Les personnages créés, qu’il appelle des «sauvages artificiels», personnifient la méfiance de nombreux Etats-Uniens contre les immigrants latino-américains et autres groupes discriminés.

Bien que cet artiste de performance n’ait pas abandonné l’interaction physique, ses travaux les plus récents sont axés sur l’interaction virtuelle. Peña fait une démonstration intéressante de la façon dont la performance peut aussi être numérique. Dans ces expériences, l’utilisation des médias numériques a un rôle de premier plan.

Silvia Cacciatori Filloy (Uruguay 1962)

http://www.silviacacciatori.com/ 

 

Silvia réalise des œuvres numériques depuis 1996, principalement des animations vidéo et des collages. Elle étudie et interroge la suprématie masculine dans l’histoire de l’art, c’est-à-dire dans la vie, dont celle-ci n’est qu’un reflet.

Des animations comme “Bad Blood” (2001), qui interroge les préjugés autour de la menstruation, ou “The Creation” (2002) qui étudie la contradiction entre différents textes bibliques et les concepts machiste que beaucoup de ceux-ci légitiment, rendent claire leur position émancipatrice et ses talents d’artiste.

Les procédures avec lesquelles elle réalise ses animations sont simples et indifférentes, Silvia s’éloigne de toute prétention de la virtuosité ou de la fanfare technique. Cette attitude vis-à-vis du média rend son travail plus grand, car l’une des erreurs les plus fréquentes qui se posent lors de l’utilisation des médias numériques est d’être emporté par la spectaculaire image informatisée. Cette artiste, tant dans ses animations que dans ses collages, profite de l’outil numérique juste pour ce dont elle a besoin.

Ángel G. Augier Calderín (Cuba, 1947-2017)

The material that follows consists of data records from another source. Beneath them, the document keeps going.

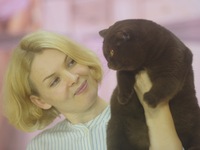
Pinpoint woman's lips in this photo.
[74,80,88,95]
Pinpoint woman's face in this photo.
[30,49,98,114]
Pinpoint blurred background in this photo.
[0,0,200,150]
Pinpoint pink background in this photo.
[0,0,200,150]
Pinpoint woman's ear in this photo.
[30,95,52,109]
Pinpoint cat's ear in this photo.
[99,29,108,37]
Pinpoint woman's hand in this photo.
[134,70,182,150]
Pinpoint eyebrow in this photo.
[43,55,68,82]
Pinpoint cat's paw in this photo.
[144,92,159,108]
[117,95,129,105]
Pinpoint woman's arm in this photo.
[134,71,183,150]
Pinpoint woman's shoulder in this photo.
[27,120,68,150]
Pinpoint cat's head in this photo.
[99,20,153,70]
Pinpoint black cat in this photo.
[99,19,200,150]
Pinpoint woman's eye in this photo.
[50,77,60,87]
[67,58,76,67]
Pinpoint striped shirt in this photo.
[27,106,110,150]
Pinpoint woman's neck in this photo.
[65,97,108,124]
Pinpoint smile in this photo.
[74,80,88,95]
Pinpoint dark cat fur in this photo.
[99,19,200,150]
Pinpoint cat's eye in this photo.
[110,49,114,57]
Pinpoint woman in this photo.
[4,31,182,150]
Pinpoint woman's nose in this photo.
[63,71,79,86]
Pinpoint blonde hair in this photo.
[3,31,102,132]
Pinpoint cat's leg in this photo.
[107,116,132,150]
[117,71,135,104]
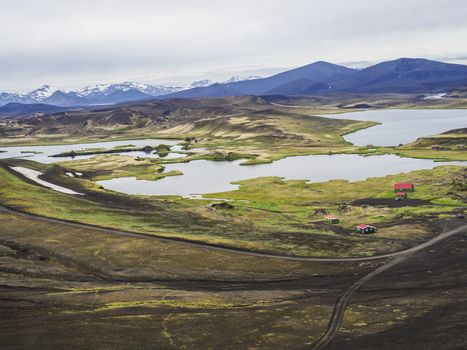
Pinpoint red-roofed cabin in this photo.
[355,224,376,235]
[324,214,340,224]
[394,182,415,192]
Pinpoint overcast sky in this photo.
[0,0,467,91]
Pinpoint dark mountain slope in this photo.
[333,58,467,93]
[166,61,356,98]
[0,103,69,118]
[167,58,467,98]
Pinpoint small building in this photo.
[355,224,376,235]
[396,191,407,199]
[324,215,340,224]
[394,182,415,192]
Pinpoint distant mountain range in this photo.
[0,58,467,112]
[166,58,467,98]
[0,76,261,107]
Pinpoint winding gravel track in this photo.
[311,224,467,350]
[0,205,467,262]
[0,205,467,350]
[0,205,467,262]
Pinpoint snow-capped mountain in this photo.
[190,75,262,88]
[190,79,214,88]
[0,76,260,107]
[221,75,262,84]
[76,81,181,98]
[0,82,183,106]
[25,85,57,102]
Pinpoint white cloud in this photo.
[0,0,467,90]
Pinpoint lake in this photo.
[98,154,467,197]
[0,110,467,197]
[0,139,186,163]
[322,109,467,146]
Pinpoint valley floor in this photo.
[0,96,467,350]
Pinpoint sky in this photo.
[0,0,467,91]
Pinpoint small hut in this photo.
[355,224,376,235]
[324,214,340,224]
[396,191,407,199]
[394,182,415,193]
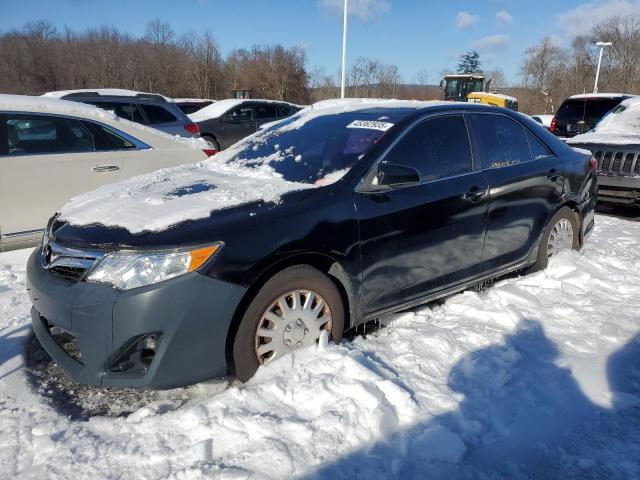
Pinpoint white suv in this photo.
[0,95,215,251]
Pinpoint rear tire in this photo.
[233,265,344,382]
[534,207,580,270]
[201,135,220,152]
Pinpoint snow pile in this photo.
[0,215,640,479]
[567,97,640,145]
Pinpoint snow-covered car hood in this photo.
[567,97,640,145]
[58,155,317,234]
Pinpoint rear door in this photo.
[0,112,126,248]
[220,102,257,149]
[355,114,488,313]
[471,113,564,271]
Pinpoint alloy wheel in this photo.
[255,290,332,365]
[547,218,573,258]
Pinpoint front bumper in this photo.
[27,249,246,388]
[598,175,640,207]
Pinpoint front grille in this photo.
[40,239,104,281]
[583,146,640,177]
[46,323,84,365]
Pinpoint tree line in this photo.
[0,15,640,113]
[0,20,310,103]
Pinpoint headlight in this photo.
[86,242,222,290]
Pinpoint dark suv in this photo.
[27,102,597,388]
[549,93,631,138]
[189,99,301,150]
[45,89,200,137]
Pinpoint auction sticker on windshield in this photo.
[347,120,393,132]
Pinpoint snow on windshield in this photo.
[60,102,424,234]
[567,97,640,145]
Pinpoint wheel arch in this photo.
[225,252,355,373]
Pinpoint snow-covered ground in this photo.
[0,215,640,479]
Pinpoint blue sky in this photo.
[0,0,640,83]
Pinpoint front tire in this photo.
[233,265,344,382]
[535,207,580,270]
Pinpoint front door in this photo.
[355,115,488,313]
[0,113,123,246]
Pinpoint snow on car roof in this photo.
[173,98,217,103]
[567,97,640,145]
[187,98,300,122]
[469,92,518,102]
[42,88,173,102]
[0,94,118,120]
[280,98,451,132]
[569,93,629,100]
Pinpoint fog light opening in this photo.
[109,332,162,375]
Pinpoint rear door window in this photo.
[138,104,177,125]
[526,130,551,160]
[255,103,278,120]
[558,99,620,123]
[385,115,472,181]
[224,104,253,123]
[473,114,531,169]
[278,104,291,117]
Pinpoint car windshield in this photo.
[220,112,399,184]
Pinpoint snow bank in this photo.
[0,215,640,480]
[567,97,640,145]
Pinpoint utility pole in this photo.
[593,42,613,93]
[340,0,349,98]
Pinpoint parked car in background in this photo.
[189,99,302,150]
[44,88,200,137]
[531,115,553,130]
[173,98,215,115]
[567,97,640,207]
[27,101,596,388]
[549,93,631,138]
[0,95,215,251]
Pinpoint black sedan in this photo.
[27,103,597,388]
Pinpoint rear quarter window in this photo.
[473,114,531,169]
[138,105,177,125]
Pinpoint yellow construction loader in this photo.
[440,73,518,111]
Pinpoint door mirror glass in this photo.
[376,162,420,188]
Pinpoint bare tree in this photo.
[522,37,567,113]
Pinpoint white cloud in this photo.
[556,0,640,38]
[496,10,513,25]
[471,35,511,52]
[456,11,478,30]
[318,0,391,22]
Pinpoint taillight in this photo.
[184,123,200,135]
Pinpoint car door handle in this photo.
[547,168,560,182]
[91,165,120,172]
[462,185,489,203]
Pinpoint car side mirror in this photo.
[376,162,420,188]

L’important travail de ce physicien et artiste cubain, récemment disparu, a entraîné une forme de représentation très spéciale. Avec la collaboration du physicien Raúl B. Sánchez, il a créé une nouvelle technologie au moyen de laquelle des dessins holographiques tridimensionnels peuvent être réalisés par un graveur laser contrôlé par un ordinateur.

Il s’était basé sur les dessins de lumière de l’inventeur et de l’artiste Hans Weil. Cette technique précaire, connue sous le nom d’Holographie Incohérente, était précurseur de l’hologramme tel que nous le connaissons aujourd’hui : une source lumineuse à partir d’une lampe produit un flash dans une rainure dessinée avec une pointe en acier sur la surface utilisée (Weil a utilisé des feuilles de métal). Si l’artiste a divisé les lignes de son dessin en points et centre chacun d’eux pour chaque arc qu’il dessine – dans la même direction et avec une profondeur similaire – alors les flashs seront organisés dans sa vision, et cette ligne de points renverra le dessin original sous forme d’hologramme.

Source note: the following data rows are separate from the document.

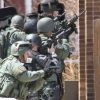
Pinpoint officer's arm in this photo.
[31,78,45,92]
[17,70,44,82]
[12,62,44,82]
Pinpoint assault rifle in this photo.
[24,54,60,72]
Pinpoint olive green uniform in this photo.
[0,55,45,100]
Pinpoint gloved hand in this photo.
[55,41,64,49]
[48,44,55,54]
[44,68,52,80]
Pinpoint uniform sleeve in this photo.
[31,78,45,92]
[17,70,44,82]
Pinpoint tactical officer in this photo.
[26,34,61,100]
[2,15,25,58]
[24,19,37,34]
[37,17,69,100]
[0,41,46,100]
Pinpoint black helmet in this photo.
[24,19,37,34]
[25,34,42,46]
[37,17,54,34]
[11,15,24,29]
[38,0,64,14]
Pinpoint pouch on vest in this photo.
[0,75,19,97]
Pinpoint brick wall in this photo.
[5,0,25,15]
[79,0,86,100]
[79,0,100,100]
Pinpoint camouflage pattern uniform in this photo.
[0,42,45,100]
[37,17,69,100]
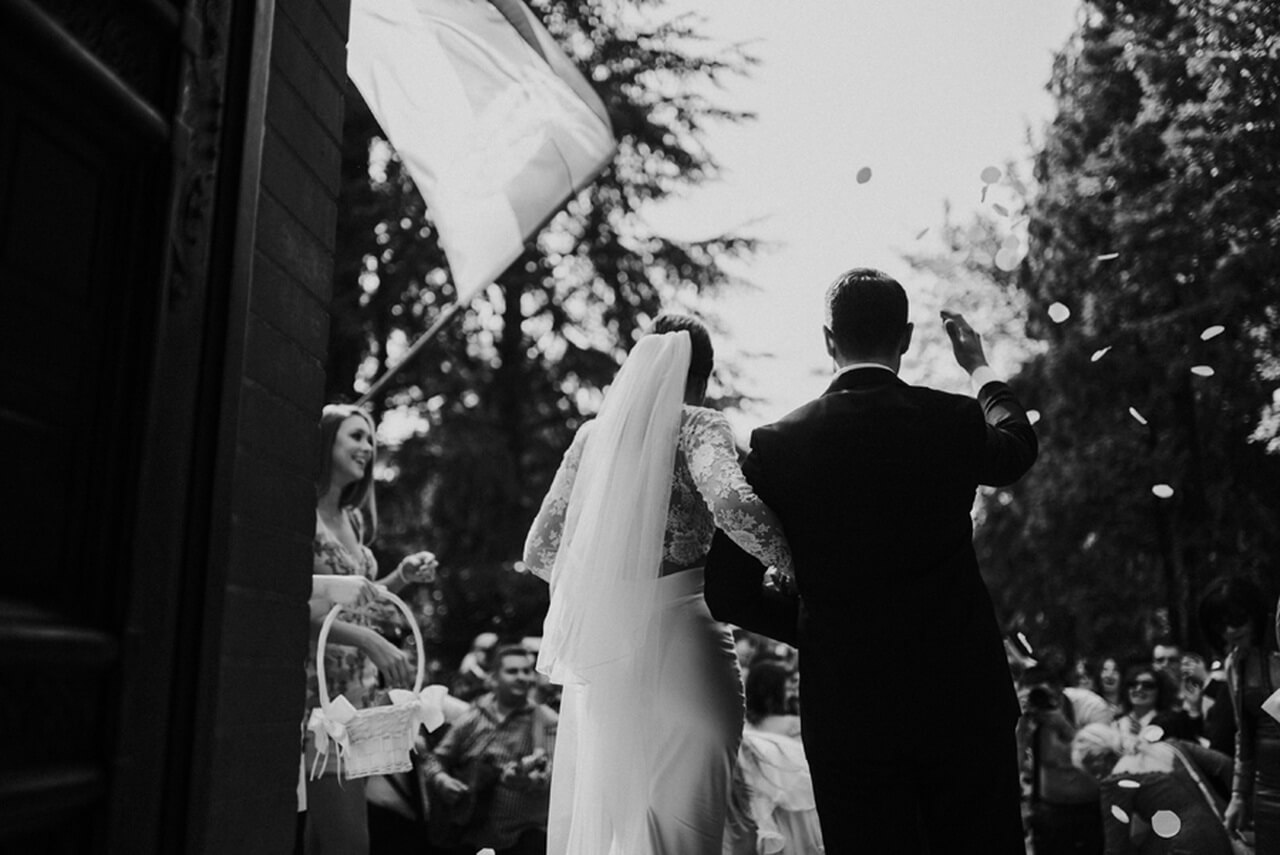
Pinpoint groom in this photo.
[707,269,1037,855]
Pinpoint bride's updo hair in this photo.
[649,315,716,384]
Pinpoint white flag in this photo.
[347,0,617,303]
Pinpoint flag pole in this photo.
[356,296,463,407]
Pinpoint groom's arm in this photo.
[703,529,800,648]
[703,431,800,648]
[941,310,1039,486]
[973,369,1039,486]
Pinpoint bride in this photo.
[524,315,791,855]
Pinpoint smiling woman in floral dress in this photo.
[303,404,436,855]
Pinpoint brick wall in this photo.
[192,0,348,855]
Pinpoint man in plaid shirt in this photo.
[424,646,557,855]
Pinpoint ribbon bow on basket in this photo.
[307,587,448,781]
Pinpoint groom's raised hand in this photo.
[938,310,987,374]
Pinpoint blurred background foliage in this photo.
[913,0,1280,657]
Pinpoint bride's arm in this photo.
[682,410,791,576]
[524,422,591,581]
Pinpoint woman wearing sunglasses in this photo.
[1115,664,1202,741]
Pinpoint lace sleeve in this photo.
[681,410,791,573]
[524,422,591,581]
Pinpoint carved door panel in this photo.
[0,0,238,854]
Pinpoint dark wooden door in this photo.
[0,0,229,854]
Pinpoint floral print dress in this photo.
[307,508,378,713]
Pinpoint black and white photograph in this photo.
[0,0,1280,855]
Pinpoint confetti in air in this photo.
[1151,810,1183,840]
[996,248,1024,270]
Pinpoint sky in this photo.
[648,0,1080,439]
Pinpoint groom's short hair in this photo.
[827,268,906,357]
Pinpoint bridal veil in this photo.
[538,332,691,855]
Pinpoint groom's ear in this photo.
[897,324,915,353]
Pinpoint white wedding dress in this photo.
[525,333,791,855]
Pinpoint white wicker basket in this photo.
[308,587,426,781]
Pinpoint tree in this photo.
[911,0,1280,653]
[328,0,755,653]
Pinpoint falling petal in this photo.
[996,250,1024,270]
[1151,810,1183,840]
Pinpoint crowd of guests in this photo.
[297,406,1280,855]
[1011,577,1280,855]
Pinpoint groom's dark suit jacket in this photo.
[705,367,1037,732]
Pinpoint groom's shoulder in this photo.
[906,385,978,408]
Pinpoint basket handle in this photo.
[316,585,426,715]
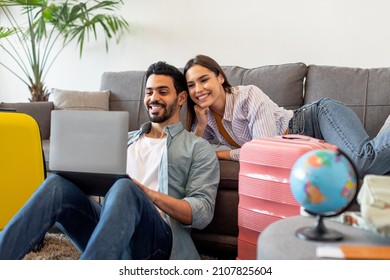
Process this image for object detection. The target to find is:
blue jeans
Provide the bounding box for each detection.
[289,98,390,178]
[0,175,172,260]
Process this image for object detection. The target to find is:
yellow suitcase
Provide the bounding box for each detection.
[0,112,46,231]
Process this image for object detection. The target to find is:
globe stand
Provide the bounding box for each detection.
[295,215,343,242]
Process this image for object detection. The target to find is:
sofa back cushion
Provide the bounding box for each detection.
[222,63,307,109]
[304,65,390,137]
[100,63,307,131]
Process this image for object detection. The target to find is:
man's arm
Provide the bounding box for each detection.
[133,179,192,225]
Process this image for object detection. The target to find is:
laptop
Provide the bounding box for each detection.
[49,110,129,196]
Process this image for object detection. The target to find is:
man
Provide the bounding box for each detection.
[0,62,219,259]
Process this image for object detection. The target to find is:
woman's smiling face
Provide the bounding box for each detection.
[186,65,225,108]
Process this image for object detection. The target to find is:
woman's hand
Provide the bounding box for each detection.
[194,105,210,137]
[215,150,232,160]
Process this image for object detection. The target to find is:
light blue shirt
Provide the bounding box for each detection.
[128,122,220,259]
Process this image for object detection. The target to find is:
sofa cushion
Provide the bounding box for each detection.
[50,89,110,111]
[305,65,390,137]
[222,62,307,109]
[0,102,54,139]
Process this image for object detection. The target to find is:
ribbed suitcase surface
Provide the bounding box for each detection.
[237,135,336,260]
[0,112,46,230]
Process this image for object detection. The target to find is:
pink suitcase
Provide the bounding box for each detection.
[237,134,336,260]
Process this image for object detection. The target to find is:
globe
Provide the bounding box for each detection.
[290,149,358,240]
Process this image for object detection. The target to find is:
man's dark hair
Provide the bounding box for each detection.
[146,61,188,93]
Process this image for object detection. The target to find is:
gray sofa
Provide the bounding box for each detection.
[0,63,390,259]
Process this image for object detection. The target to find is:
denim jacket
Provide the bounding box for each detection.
[128,122,220,259]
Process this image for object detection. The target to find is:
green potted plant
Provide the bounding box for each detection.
[0,0,129,101]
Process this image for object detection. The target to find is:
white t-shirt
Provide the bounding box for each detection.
[126,135,167,221]
[126,135,167,191]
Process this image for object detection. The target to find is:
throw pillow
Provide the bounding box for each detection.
[50,88,110,111]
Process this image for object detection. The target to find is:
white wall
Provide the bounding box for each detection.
[0,0,390,102]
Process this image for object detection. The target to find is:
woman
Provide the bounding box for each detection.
[184,55,390,177]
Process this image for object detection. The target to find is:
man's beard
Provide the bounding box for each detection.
[148,99,178,123]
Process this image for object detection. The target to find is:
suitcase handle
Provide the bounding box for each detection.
[277,134,325,143]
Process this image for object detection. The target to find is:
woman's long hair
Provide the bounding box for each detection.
[183,55,232,131]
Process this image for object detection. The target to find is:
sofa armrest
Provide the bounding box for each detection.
[0,102,54,140]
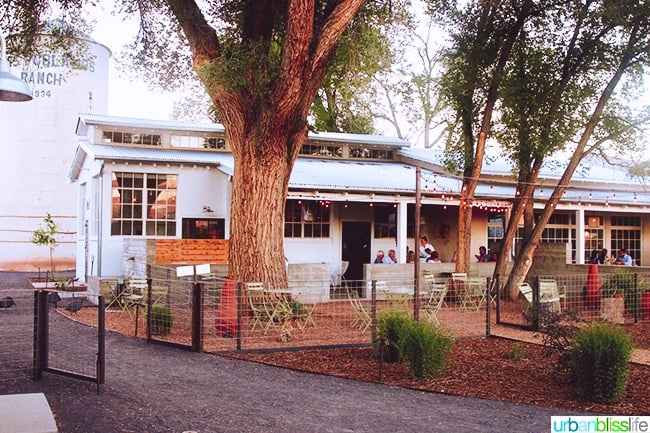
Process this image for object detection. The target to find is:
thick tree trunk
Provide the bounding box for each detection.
[228,122,306,285]
[456,200,472,272]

Basé sur cette ancienne procédure et l’améliorant de manière abyssale, le travail d’Angel consiste à pré-élaborer une conception informatique codée et gravée au laser dans un matériau approprié (acrylique, par exemple), ce qui permet son application sous forme de gravures holographiques.

Comme les rainures réalisées par le graveur laser sont beaucoup plus précises que si elles étaient faites à la main, l’image devient plus claire; vous pouvez également faire plus de traits de différentes mesures sur le même matériau (tâche trop précise pour les mains humaines) sans l’endommager, en planifiant la mesure uniforme et subtile des fentes, de sorte que la tridimensionnalité du dessin de la lumière dans l’espace est plus réussie.

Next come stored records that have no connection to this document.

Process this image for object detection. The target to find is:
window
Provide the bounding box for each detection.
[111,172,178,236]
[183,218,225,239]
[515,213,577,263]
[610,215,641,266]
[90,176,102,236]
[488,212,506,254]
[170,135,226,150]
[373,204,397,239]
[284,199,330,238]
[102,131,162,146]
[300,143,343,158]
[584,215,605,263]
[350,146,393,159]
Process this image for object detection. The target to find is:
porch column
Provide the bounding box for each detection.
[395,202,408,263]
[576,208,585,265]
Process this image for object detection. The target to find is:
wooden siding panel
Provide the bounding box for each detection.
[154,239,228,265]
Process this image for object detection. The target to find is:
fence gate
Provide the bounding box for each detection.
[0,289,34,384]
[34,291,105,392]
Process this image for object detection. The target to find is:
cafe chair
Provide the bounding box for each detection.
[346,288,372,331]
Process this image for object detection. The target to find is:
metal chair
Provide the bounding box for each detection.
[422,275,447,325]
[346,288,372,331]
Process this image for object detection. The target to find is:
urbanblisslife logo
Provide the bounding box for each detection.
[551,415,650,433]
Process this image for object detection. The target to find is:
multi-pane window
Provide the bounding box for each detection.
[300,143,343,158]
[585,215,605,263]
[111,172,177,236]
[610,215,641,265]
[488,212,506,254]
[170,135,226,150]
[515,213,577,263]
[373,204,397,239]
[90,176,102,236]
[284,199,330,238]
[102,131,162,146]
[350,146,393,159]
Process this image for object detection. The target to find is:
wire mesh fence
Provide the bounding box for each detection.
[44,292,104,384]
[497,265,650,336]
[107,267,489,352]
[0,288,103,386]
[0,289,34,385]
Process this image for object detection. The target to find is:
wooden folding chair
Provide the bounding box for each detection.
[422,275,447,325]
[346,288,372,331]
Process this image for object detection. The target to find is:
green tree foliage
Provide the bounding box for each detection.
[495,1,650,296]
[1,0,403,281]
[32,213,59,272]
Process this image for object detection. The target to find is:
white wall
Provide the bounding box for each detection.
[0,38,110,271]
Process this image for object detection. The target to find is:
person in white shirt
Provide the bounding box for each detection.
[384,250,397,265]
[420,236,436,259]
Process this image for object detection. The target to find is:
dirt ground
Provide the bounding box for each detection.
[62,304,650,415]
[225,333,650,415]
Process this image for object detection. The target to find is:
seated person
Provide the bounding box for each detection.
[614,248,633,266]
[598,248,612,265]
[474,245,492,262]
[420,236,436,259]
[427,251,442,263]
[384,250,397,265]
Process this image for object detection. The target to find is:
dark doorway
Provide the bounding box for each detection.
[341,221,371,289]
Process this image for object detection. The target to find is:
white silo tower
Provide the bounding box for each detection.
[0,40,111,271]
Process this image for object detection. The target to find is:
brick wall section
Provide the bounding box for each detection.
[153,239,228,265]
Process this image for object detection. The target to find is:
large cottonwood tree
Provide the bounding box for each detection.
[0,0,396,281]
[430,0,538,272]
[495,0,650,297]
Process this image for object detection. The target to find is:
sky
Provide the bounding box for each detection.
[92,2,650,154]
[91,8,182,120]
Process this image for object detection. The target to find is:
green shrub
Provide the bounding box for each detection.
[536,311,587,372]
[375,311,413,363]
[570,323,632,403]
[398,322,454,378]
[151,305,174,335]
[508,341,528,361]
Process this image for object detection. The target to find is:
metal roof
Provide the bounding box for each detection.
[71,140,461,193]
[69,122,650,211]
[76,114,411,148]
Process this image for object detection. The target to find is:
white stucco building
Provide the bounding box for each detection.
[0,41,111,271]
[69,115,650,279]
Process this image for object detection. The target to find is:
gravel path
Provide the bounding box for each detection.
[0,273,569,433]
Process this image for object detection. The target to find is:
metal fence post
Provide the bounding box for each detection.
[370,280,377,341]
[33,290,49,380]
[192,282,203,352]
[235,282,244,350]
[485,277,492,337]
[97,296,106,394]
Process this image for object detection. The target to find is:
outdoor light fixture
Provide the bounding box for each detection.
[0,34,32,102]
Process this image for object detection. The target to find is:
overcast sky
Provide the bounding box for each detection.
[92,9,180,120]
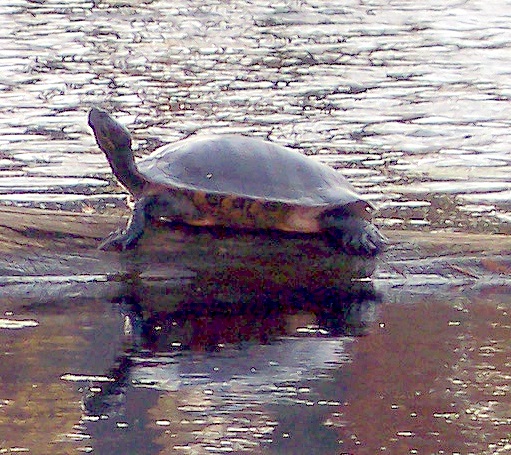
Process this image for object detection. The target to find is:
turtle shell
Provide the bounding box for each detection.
[137,136,368,210]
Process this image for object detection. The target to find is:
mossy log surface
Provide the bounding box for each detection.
[0,207,511,307]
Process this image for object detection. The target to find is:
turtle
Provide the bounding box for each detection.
[88,107,386,256]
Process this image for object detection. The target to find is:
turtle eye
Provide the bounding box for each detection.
[109,124,131,149]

Avec ce système, l’artiste a produit une série sur des plaques acryliques qu’il appelait “Hologrammes”, car, contrairement à la méthode manuelle, le travail peut être reproduit infiniment chaque fois que l’archive est conservée. Ces œuvres sont de véritables dessins holographiques réalisés avec ordinateur.

Dans les travaux des trois artistes présentés, on peut observer que le Digital Art ici, plus qu’un langage artistique en soi, est un outil puissant.